In Governor's statement that accompanied the decision, there were few changes from when the Board last met in August.
The RBA maintained their outlook for growth in the domestic economy to average a little over 3% in 2018 and 2019, which is expected to be supported by strengthening investment from the non-mining sectors, investment in public infrastructure and resource exports. Drought conditions, though, are impacting the farm sector. Household consumption remains an ongoing uncertainty.
The statement touched on recent weakness in the domestic currency, which it attributes to strength in the US dollar. Overall, though, it noted that "the Australian dollar remains within the range that it has been in over the past two years on a trade-weighted basis".

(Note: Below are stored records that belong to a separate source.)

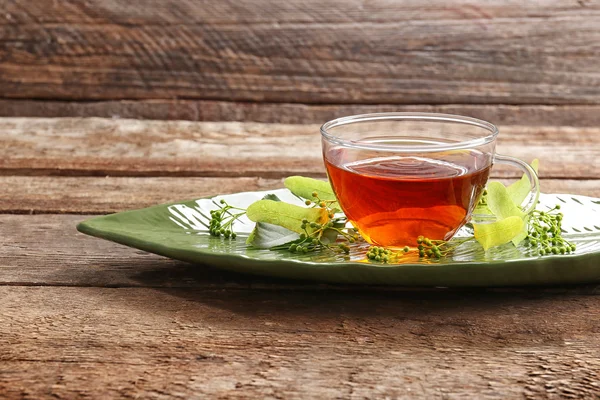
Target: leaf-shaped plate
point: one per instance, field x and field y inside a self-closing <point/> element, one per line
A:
<point x="178" y="231"/>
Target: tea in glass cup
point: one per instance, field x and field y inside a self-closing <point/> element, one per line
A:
<point x="398" y="176"/>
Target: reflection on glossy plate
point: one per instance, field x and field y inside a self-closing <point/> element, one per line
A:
<point x="175" y="231"/>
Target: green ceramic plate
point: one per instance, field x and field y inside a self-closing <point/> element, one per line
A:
<point x="176" y="231"/>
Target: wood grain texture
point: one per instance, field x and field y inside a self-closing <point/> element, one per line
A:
<point x="505" y="52"/>
<point x="94" y="146"/>
<point x="291" y="113"/>
<point x="95" y="195"/>
<point x="166" y="343"/>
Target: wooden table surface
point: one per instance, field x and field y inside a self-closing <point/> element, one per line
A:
<point x="83" y="317"/>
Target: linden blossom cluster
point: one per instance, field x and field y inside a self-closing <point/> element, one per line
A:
<point x="381" y="254"/>
<point x="545" y="233"/>
<point x="221" y="220"/>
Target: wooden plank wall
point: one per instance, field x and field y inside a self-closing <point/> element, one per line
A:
<point x="508" y="61"/>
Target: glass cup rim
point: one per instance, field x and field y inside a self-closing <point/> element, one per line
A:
<point x="405" y="116"/>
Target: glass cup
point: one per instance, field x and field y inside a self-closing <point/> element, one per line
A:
<point x="398" y="176"/>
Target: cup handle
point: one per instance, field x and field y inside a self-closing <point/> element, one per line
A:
<point x="531" y="200"/>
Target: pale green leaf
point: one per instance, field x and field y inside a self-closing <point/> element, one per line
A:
<point x="265" y="236"/>
<point x="304" y="187"/>
<point x="500" y="203"/>
<point x="502" y="206"/>
<point x="284" y="214"/>
<point x="519" y="190"/>
<point x="271" y="196"/>
<point x="499" y="232"/>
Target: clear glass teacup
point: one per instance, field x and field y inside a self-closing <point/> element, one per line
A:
<point x="398" y="176"/>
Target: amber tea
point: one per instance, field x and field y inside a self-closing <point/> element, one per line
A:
<point x="392" y="200"/>
<point x="398" y="176"/>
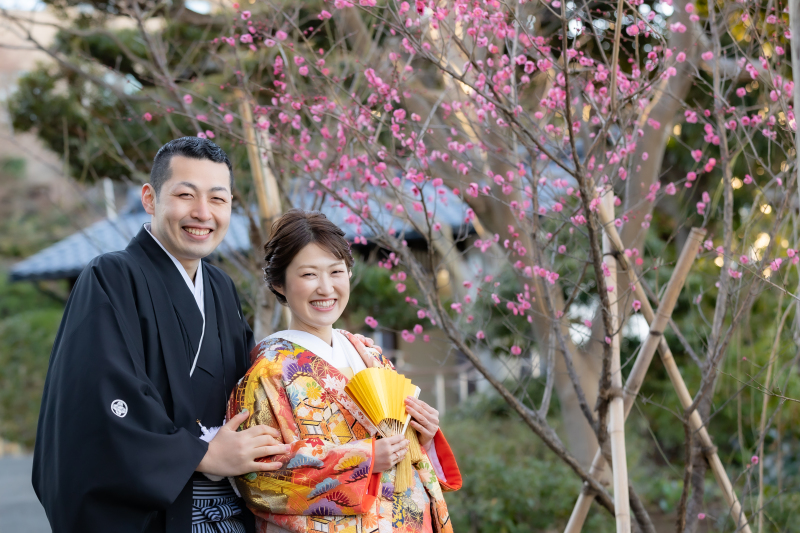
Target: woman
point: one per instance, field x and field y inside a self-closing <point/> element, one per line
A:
<point x="337" y="476"/>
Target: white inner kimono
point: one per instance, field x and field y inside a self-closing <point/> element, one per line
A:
<point x="342" y="355"/>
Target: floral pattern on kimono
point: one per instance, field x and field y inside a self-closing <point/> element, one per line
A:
<point x="327" y="481"/>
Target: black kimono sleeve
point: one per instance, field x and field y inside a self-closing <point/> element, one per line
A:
<point x="108" y="457"/>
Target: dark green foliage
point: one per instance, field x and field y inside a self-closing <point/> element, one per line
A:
<point x="512" y="483"/>
<point x="28" y="324"/>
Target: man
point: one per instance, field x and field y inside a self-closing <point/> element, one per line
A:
<point x="151" y="344"/>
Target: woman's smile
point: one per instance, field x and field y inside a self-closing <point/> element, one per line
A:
<point x="323" y="305"/>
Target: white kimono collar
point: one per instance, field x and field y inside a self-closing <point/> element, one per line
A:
<point x="342" y="348"/>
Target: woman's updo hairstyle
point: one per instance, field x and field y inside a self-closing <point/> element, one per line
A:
<point x="293" y="231"/>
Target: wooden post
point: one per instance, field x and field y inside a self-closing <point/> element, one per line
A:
<point x="616" y="413"/>
<point x="440" y="392"/>
<point x="259" y="153"/>
<point x="642" y="363"/>
<point x="695" y="422"/>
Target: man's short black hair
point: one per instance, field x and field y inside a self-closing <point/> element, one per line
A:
<point x="191" y="147"/>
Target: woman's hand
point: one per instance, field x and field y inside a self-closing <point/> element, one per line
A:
<point x="389" y="452"/>
<point x="360" y="343"/>
<point x="424" y="418"/>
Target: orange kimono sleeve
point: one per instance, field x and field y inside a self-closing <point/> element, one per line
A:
<point x="318" y="476"/>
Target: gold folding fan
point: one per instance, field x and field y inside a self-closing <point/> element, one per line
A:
<point x="381" y="394"/>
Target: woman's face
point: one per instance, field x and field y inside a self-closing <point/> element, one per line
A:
<point x="317" y="289"/>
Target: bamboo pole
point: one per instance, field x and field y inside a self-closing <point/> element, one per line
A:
<point x="642" y="363"/>
<point x="259" y="151"/>
<point x="616" y="424"/>
<point x="695" y="422"/>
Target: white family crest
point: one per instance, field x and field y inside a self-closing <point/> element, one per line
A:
<point x="119" y="408"/>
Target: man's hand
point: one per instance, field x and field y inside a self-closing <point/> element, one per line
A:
<point x="389" y="452"/>
<point x="234" y="453"/>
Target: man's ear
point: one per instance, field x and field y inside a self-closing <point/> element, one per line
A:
<point x="149" y="199"/>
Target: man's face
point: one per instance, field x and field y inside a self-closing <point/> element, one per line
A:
<point x="192" y="211"/>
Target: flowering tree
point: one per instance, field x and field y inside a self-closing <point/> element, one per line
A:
<point x="525" y="114"/>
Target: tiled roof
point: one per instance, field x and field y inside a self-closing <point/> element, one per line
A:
<point x="68" y="257"/>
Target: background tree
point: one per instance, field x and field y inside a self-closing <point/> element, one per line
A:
<point x="525" y="112"/>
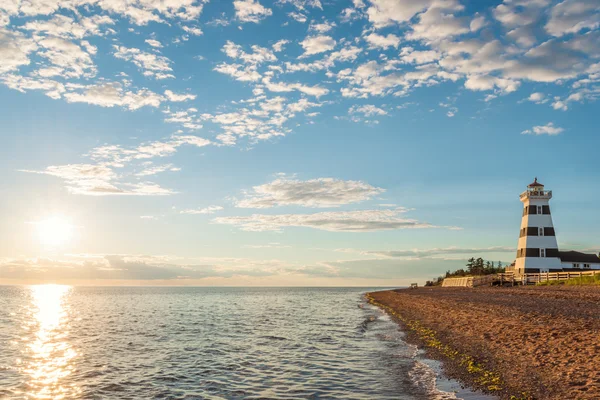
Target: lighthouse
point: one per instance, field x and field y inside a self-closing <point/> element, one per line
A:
<point x="537" y="250"/>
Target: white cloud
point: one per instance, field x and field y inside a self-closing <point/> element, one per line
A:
<point x="572" y="16"/>
<point x="68" y="58"/>
<point x="112" y="94"/>
<point x="280" y="45"/>
<point x="439" y="252"/>
<point x="154" y="43"/>
<point x="259" y="54"/>
<point x="439" y="22"/>
<point x="368" y="110"/>
<point x="332" y="221"/>
<point x="250" y="11"/>
<point x="157" y="169"/>
<point x="69" y="28"/>
<point x="317" y="44"/>
<point x="206" y="210"/>
<point x="96" y="180"/>
<point x="387" y="12"/>
<point x="192" y="30"/>
<point x="537" y="98"/>
<point x="179" y="97"/>
<point x="548" y="129"/>
<point x="281" y="87"/>
<point x="411" y="56"/>
<point x="477" y="23"/>
<point x="321" y="192"/>
<point x="382" y="42"/>
<point x="149" y="62"/>
<point x="298" y="17"/>
<point x="322" y="27"/>
<point x="488" y="82"/>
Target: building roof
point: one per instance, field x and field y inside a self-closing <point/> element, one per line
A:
<point x="535" y="184"/>
<point x="577" y="257"/>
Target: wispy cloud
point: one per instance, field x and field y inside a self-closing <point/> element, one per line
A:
<point x="320" y="192"/>
<point x="332" y="221"/>
<point x="549" y="129"/>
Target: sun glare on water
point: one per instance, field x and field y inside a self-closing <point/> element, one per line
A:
<point x="49" y="356"/>
<point x="55" y="231"/>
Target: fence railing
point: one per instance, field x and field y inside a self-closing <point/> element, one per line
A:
<point x="511" y="277"/>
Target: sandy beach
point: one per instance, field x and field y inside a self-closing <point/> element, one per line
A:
<point x="526" y="342"/>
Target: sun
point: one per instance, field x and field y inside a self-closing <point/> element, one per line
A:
<point x="54" y="231"/>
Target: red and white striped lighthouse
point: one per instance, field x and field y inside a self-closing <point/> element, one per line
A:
<point x="537" y="250"/>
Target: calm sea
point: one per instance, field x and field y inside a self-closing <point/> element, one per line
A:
<point x="207" y="343"/>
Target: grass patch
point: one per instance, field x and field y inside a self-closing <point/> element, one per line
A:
<point x="488" y="380"/>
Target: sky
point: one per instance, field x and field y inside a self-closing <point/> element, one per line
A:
<point x="290" y="142"/>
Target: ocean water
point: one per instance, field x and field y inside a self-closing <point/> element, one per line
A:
<point x="207" y="343"/>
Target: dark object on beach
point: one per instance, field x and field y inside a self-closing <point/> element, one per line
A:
<point x="542" y="340"/>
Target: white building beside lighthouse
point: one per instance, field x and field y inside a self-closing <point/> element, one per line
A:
<point x="537" y="249"/>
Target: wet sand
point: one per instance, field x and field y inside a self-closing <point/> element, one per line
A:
<point x="527" y="342"/>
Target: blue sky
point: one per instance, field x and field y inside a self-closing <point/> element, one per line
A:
<point x="295" y="142"/>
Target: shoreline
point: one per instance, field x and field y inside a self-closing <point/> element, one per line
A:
<point x="514" y="343"/>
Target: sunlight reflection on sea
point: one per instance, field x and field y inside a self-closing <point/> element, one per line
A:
<point x="62" y="342"/>
<point x="48" y="355"/>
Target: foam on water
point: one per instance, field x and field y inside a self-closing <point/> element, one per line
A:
<point x="207" y="343"/>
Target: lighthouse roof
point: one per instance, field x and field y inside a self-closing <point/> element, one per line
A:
<point x="535" y="183"/>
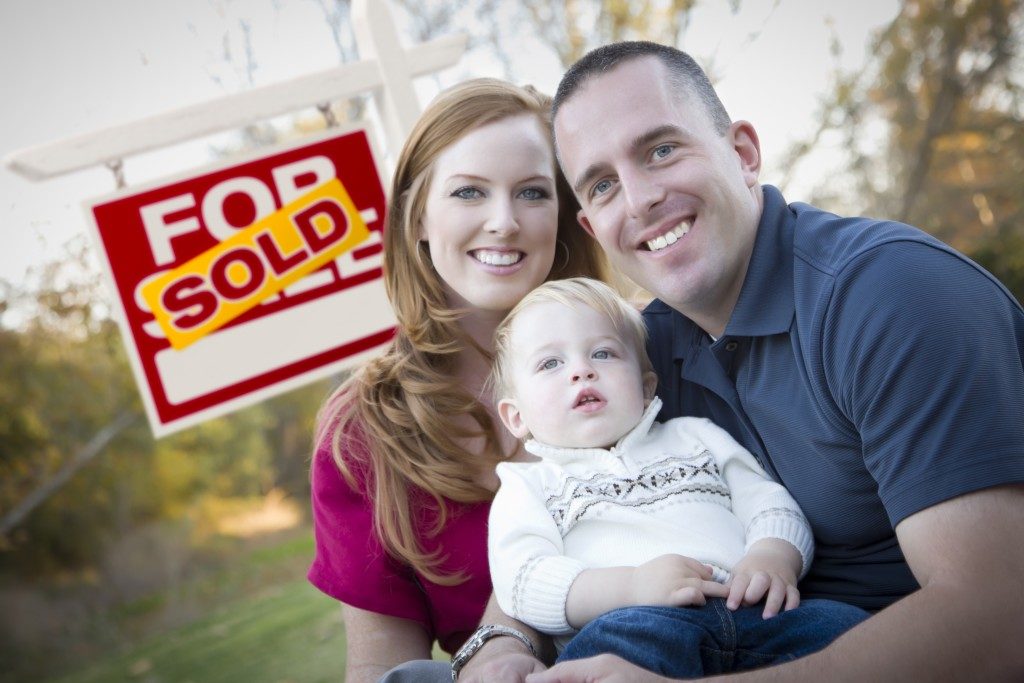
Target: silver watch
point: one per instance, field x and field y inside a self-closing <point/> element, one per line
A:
<point x="480" y="636"/>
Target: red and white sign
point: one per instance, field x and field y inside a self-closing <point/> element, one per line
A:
<point x="335" y="316"/>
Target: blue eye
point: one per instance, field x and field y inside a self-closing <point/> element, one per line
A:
<point x="663" y="151"/>
<point x="550" y="364"/>
<point x="600" y="187"/>
<point x="534" y="194"/>
<point x="468" y="193"/>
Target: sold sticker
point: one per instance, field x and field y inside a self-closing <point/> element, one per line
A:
<point x="214" y="288"/>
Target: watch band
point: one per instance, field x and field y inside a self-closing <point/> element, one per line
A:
<point x="479" y="637"/>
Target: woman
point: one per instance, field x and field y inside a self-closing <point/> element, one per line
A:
<point x="403" y="472"/>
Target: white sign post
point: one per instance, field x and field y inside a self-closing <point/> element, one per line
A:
<point x="177" y="257"/>
<point x="388" y="78"/>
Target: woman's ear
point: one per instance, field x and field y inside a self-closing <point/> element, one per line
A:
<point x="509" y="413"/>
<point x="649" y="386"/>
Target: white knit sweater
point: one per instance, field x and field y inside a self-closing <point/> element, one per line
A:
<point x="685" y="486"/>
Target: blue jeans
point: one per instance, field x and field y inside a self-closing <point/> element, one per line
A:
<point x="690" y="642"/>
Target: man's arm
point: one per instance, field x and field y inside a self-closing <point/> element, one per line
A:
<point x="966" y="623"/>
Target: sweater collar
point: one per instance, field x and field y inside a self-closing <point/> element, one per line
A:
<point x="562" y="455"/>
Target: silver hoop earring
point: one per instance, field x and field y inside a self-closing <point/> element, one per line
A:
<point x="565" y="252"/>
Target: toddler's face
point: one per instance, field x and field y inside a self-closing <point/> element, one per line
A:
<point x="577" y="384"/>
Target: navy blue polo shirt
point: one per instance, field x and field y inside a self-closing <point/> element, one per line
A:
<point x="872" y="370"/>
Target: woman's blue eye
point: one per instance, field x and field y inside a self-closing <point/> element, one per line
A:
<point x="534" y="194"/>
<point x="468" y="193"/>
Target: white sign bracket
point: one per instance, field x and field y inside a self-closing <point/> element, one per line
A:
<point x="385" y="69"/>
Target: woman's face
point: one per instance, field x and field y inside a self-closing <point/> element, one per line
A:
<point x="492" y="214"/>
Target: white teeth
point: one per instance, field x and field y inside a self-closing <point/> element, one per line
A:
<point x="670" y="238"/>
<point x="497" y="258"/>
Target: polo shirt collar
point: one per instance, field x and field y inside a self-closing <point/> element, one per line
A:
<point x="765" y="305"/>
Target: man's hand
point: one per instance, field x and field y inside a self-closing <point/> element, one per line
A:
<point x="674" y="581"/>
<point x="767" y="571"/>
<point x="502" y="659"/>
<point x="602" y="669"/>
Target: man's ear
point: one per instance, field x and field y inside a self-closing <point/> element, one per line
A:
<point x="509" y="413"/>
<point x="585" y="223"/>
<point x="748" y="146"/>
<point x="649" y="386"/>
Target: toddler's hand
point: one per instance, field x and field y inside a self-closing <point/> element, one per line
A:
<point x="675" y="581"/>
<point x="768" y="571"/>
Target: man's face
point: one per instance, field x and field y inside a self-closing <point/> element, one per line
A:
<point x="674" y="203"/>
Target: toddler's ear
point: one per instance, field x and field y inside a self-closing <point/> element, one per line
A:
<point x="649" y="386"/>
<point x="509" y="413"/>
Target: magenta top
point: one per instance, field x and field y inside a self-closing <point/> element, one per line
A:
<point x="352" y="566"/>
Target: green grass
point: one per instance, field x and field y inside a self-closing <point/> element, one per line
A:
<point x="258" y="622"/>
<point x="285" y="633"/>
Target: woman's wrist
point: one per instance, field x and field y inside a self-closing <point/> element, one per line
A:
<point x="497" y="640"/>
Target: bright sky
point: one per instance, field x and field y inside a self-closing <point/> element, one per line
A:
<point x="71" y="67"/>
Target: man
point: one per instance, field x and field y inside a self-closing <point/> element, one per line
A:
<point x="872" y="370"/>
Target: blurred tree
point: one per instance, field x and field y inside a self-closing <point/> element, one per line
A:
<point x="78" y="464"/>
<point x="570" y="29"/>
<point x="934" y="127"/>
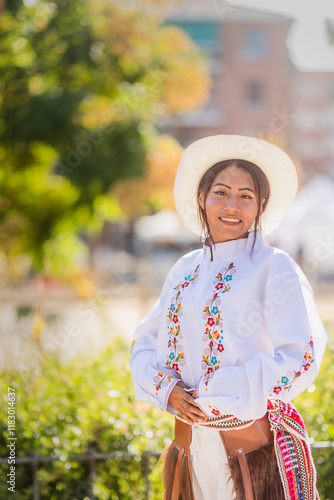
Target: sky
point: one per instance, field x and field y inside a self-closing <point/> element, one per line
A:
<point x="307" y="40"/>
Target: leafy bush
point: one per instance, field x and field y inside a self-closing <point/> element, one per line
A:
<point x="67" y="410"/>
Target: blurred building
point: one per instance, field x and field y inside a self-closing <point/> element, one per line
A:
<point x="256" y="88"/>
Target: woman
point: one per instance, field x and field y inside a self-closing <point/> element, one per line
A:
<point x="235" y="334"/>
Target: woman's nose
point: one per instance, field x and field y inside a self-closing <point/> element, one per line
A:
<point x="231" y="202"/>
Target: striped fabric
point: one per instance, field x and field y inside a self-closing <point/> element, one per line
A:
<point x="292" y="448"/>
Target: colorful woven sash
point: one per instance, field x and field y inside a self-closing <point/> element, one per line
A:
<point x="292" y="448"/>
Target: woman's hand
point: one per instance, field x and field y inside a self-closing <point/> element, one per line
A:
<point x="185" y="404"/>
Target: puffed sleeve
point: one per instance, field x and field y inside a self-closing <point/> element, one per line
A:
<point x="150" y="383"/>
<point x="295" y="330"/>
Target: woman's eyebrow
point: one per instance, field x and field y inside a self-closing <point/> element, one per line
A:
<point x="240" y="189"/>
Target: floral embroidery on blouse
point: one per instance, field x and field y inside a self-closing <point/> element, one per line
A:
<point x="161" y="380"/>
<point x="175" y="359"/>
<point x="213" y="335"/>
<point x="290" y="378"/>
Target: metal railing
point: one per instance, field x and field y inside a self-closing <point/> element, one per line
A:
<point x="91" y="457"/>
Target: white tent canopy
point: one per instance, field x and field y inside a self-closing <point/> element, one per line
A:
<point x="307" y="232"/>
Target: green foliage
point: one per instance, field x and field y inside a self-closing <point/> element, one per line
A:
<point x="62" y="410"/>
<point x="316" y="408"/>
<point x="80" y="80"/>
<point x="67" y="410"/>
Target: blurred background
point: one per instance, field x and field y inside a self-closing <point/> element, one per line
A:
<point x="98" y="99"/>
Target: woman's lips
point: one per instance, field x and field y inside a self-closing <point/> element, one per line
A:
<point x="230" y="221"/>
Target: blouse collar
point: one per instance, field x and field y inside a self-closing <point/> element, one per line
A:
<point x="233" y="248"/>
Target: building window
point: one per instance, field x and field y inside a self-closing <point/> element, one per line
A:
<point x="205" y="34"/>
<point x="255" y="95"/>
<point x="256" y="44"/>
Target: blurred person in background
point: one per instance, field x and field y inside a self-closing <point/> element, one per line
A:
<point x="235" y="334"/>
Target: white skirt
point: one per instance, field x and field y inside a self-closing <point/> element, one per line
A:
<point x="209" y="465"/>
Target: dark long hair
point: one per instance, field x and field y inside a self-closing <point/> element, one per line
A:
<point x="261" y="186"/>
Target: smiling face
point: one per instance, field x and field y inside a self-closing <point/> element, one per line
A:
<point x="231" y="205"/>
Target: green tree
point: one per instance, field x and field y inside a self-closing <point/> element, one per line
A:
<point x="81" y="82"/>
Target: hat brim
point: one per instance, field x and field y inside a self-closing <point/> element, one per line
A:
<point x="204" y="153"/>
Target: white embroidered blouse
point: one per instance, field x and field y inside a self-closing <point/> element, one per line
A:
<point x="240" y="328"/>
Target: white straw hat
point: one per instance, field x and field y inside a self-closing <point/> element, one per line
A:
<point x="204" y="153"/>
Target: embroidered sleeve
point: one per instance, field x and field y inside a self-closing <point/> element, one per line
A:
<point x="150" y="383"/>
<point x="297" y="335"/>
<point x="154" y="383"/>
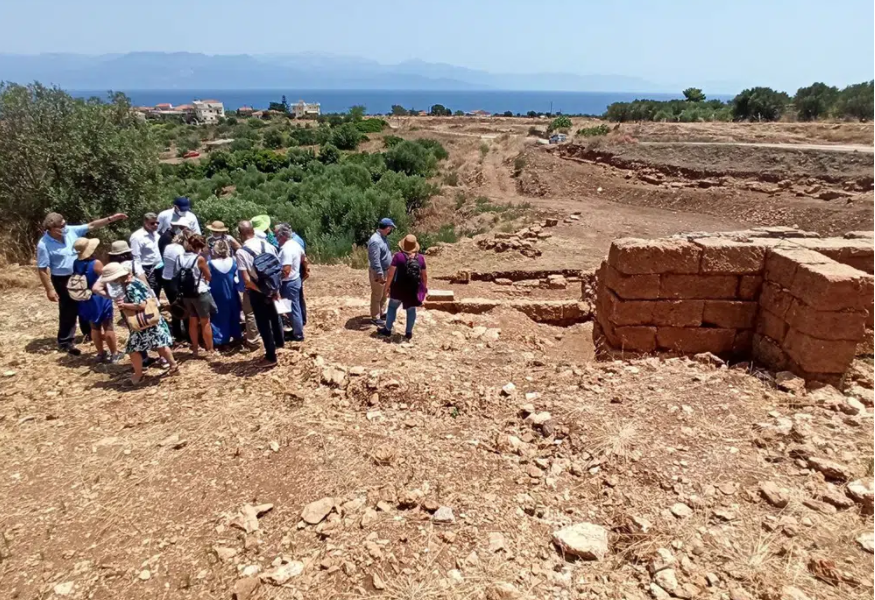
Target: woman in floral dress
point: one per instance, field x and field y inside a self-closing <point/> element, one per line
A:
<point x="134" y="296"/>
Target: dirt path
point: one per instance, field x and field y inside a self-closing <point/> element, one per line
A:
<point x="784" y="146"/>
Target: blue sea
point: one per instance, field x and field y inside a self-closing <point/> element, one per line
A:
<point x="381" y="101"/>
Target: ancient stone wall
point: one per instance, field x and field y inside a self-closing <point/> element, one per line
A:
<point x="782" y="296"/>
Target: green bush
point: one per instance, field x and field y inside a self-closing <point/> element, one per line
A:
<point x="560" y="123"/>
<point x="410" y="158"/>
<point x="856" y="101"/>
<point x="371" y="125"/>
<point x="84" y="159"/>
<point x="594" y="131"/>
<point x="345" y="137"/>
<point x="329" y="154"/>
<point x="759" y="104"/>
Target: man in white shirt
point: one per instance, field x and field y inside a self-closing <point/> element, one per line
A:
<point x="181" y="213"/>
<point x="261" y="307"/>
<point x="147" y="256"/>
<point x="291" y="258"/>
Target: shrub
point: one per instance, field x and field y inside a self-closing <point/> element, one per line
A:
<point x="410" y="158"/>
<point x="274" y="138"/>
<point x="345" y="137"/>
<point x="856" y="101"/>
<point x="814" y="101"/>
<point x="560" y="123"/>
<point x="371" y="125"/>
<point x="759" y="104"/>
<point x="329" y="154"/>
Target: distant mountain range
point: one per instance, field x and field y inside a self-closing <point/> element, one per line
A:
<point x="186" y="70"/>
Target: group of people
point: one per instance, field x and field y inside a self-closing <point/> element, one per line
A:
<point x="210" y="283"/>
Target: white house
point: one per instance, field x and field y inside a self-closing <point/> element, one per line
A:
<point x="306" y="109"/>
<point x="208" y="111"/>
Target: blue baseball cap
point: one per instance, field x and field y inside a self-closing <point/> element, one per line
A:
<point x="182" y="203"/>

September's commentary on the labour market appeared more upbeat; the unemployment rate is at a near 6-year low at 5.3%, it has received reports of skills shortages in some areas and noted that wages growth has "picked up a little recently". Wages growth is expected to lift gradually in line with a tightening labour market.
Q2's Wage Price Index showed wages growth at 2.14%Y/Y, with a gradual lift over the past couple of years, although that has been boosted by strong minimum wage rises.
Commentary on the housing market was unchanged, which was a surprise to some observers given that in the past week one of Australia's major banks, Westpac, increased its standard variable mortgage rate by 14 basis points (0.14%) in response to higher wholesale funding costs, while other lenders have followed suit. Property prices also continue to decline, with yesterday's CoreLogic Home Value Index showing its 11th consecutive monthly fall on a national basis.
The final paragraph was unchanged.
Financial markets continue to push back the timing of their expectation for the next cash rate increase. Market pricing currently points to a below-50% chance of a 0.25% increase by February 2020.